Mais adiante, já com a Liga das Nações criada, depois da Primeira Guerra Mundial, foi estabelecido o mandato britânico sobre a Palestina e a Transjordânia, que hoje constituem Israel, Jordânia e os territórios palestinos:

"Com os Estados Unidos, em 1922, na Liga das Nações, eles aprovam o chamado mandato para Palestina, que é o mandato colonial para os ingleses dominarem a Palestina. O preâmbulo diz que vai ser implementada a declaração Balfour. Detalhe, tem 28 artigos e nenhum deles cita o povo palestino. Os 11 primeiros desenham como vai acontecer a limpeza ética e a colonização. Gaza é produto disso, porque 73% da população de Gaza é de refugiados de 1948 [implantação do estado de Israel]", lembra Ualid.

É neste contexto que deve ser vista a promessa feita em Tel Aviv pelo presidente da França, Emmanuel Macron, de promover uma guerra da coalizão anti-Estado Islâmico contra o Hamas.

DIVERSIONISMO E PROPAGANDA

É uma ideia contestada por analistas ocidentais.

Itzchak Weismann, historiador da Universidade de Haifa que estuda movimentos islâmicos, disse ao diário israelense Haaretz:

O Hamas tentou incluir toda a população de Gaza. Em contraste, o Estado Islâmico assassinaria qualquer muçulmano que não rezasse na hora certa. Você não pode simplesmente dizer: ‘O ISIS massacrou pessoas e o Hamas também, então eles são iguais’

"O Estado Islâmico vê os integrantes do Hamas como apóstatas", publicou Aaron Zelin, do Instituto de Política para o Oriente Médio de Washington.

Nenhum dos dois pode ser acusado de apoiador do Hamas.

O Estado Islâmico, de origem sunita, não aceita os contatos do Hamas com o governo xiita do Irã.

O Hezbollah, movimento xiita baseado no Líbano que defende a causa palestina, por sua vez lutou contra milícias do Estado Islâmico na Síria.

O Irã foi um dos principais articuladores do combate ao Estado Islâmico (que chama de Daesh) no Iraque.

O presidente da Turquia, Tayyip Erdogan, ao anunciar o cancelamento de planos para visitar Tel Aviv, rejeitou a tentativa de Israel -- com apoio dos Estados Unidos e da França -- de embaralhar a causa palestina com o Estado Islâmico:

O Hamas não é uma organização terrorista, é um grupo de libertação, mujahideen que trava uma batalha para proteger as suas terras e o seu povo

O diversionismo de Israel tem justamente este objetivo: comparar o Hamas ao Estado Islâmico atrai as potências ocidentais para um enfrentamento entre o "bem" e o "mal", cujos caminhos passam pelo Hezbollah no Líbano e terminam em Teerã.

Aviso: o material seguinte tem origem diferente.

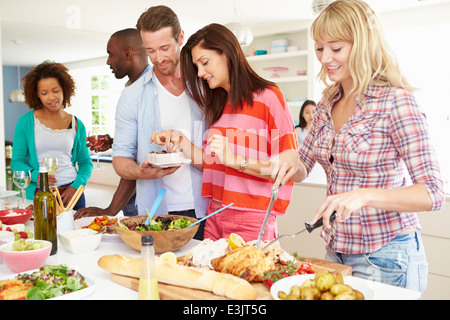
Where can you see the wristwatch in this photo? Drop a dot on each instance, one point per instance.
(244, 164)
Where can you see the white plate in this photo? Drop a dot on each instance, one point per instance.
(170, 164)
(286, 284)
(82, 222)
(8, 193)
(77, 295)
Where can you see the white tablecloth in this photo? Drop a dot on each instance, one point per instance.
(105, 289)
(86, 264)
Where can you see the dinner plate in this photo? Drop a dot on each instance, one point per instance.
(76, 295)
(82, 222)
(285, 285)
(170, 164)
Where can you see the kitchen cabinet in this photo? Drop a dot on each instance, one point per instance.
(292, 70)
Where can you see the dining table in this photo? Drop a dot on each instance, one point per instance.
(105, 288)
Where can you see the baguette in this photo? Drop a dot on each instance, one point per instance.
(221, 284)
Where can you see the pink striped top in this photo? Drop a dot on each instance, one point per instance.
(258, 132)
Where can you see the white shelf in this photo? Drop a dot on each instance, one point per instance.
(289, 79)
(282, 55)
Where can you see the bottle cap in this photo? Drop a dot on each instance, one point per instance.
(147, 239)
(43, 170)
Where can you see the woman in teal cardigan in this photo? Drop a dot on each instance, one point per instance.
(49, 130)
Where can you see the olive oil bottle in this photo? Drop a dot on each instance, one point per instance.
(45, 212)
(148, 284)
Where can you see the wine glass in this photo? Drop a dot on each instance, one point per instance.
(22, 179)
(51, 163)
(96, 141)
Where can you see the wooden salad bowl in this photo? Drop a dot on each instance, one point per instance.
(163, 241)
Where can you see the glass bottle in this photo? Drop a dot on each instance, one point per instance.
(45, 212)
(148, 284)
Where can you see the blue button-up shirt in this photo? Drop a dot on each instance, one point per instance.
(137, 117)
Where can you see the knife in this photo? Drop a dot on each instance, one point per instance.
(266, 218)
(308, 227)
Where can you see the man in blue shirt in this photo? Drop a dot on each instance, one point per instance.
(157, 102)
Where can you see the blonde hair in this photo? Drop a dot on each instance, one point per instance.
(371, 61)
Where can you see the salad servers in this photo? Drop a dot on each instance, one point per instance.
(210, 215)
(308, 226)
(155, 206)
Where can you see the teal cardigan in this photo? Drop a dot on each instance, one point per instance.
(25, 158)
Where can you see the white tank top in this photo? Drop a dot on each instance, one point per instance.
(175, 114)
(59, 144)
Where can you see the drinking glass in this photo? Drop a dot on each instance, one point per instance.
(51, 163)
(22, 179)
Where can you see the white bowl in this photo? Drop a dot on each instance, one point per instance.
(80, 241)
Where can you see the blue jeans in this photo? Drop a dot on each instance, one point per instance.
(402, 262)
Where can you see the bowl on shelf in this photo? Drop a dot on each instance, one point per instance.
(80, 241)
(15, 216)
(20, 261)
(260, 52)
(163, 241)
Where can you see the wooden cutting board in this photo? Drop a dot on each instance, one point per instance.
(170, 292)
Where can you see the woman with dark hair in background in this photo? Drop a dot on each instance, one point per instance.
(305, 117)
(49, 131)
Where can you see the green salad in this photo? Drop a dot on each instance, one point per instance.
(161, 223)
(52, 281)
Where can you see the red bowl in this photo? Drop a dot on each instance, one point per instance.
(23, 215)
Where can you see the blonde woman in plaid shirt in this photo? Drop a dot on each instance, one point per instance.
(367, 131)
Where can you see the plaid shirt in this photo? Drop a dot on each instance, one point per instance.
(386, 135)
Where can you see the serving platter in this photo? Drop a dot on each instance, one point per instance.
(171, 292)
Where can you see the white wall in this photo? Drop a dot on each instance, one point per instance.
(2, 123)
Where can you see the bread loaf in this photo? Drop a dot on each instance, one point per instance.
(221, 284)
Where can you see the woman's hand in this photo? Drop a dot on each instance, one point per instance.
(284, 166)
(219, 146)
(343, 204)
(170, 138)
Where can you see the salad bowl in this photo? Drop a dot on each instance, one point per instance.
(19, 261)
(164, 241)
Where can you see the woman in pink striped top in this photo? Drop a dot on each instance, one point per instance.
(249, 125)
(370, 137)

É por isso que Vladimir Putin, enfrentando uma guerra na Ucrânia, deu uma guinada na política externa de Moscou, sempre muito amigável com Israel: o líder russo quer tirar proveito do sentimento anti-ocidental que se espalha nas ruas dos países árabes e muçulmanos.

Mesmo na Indonésia e Malásia, que não tem relações diplomáticas com Israel mas não estão entre os grandes financiadores da causa palestina, as manifestações dos últimos dias revelam que a retaliação de Israel contra o Hamas, que mata crianças na faixa de Gaza, causa profunda repulsa.

Confundir apoiadores da causa palestina com apoiadores do terrorismo é um peça da guerra de propaganda por corações e mentes e "justifica" o massacre de civis em Gaza aos olhos ocidentais.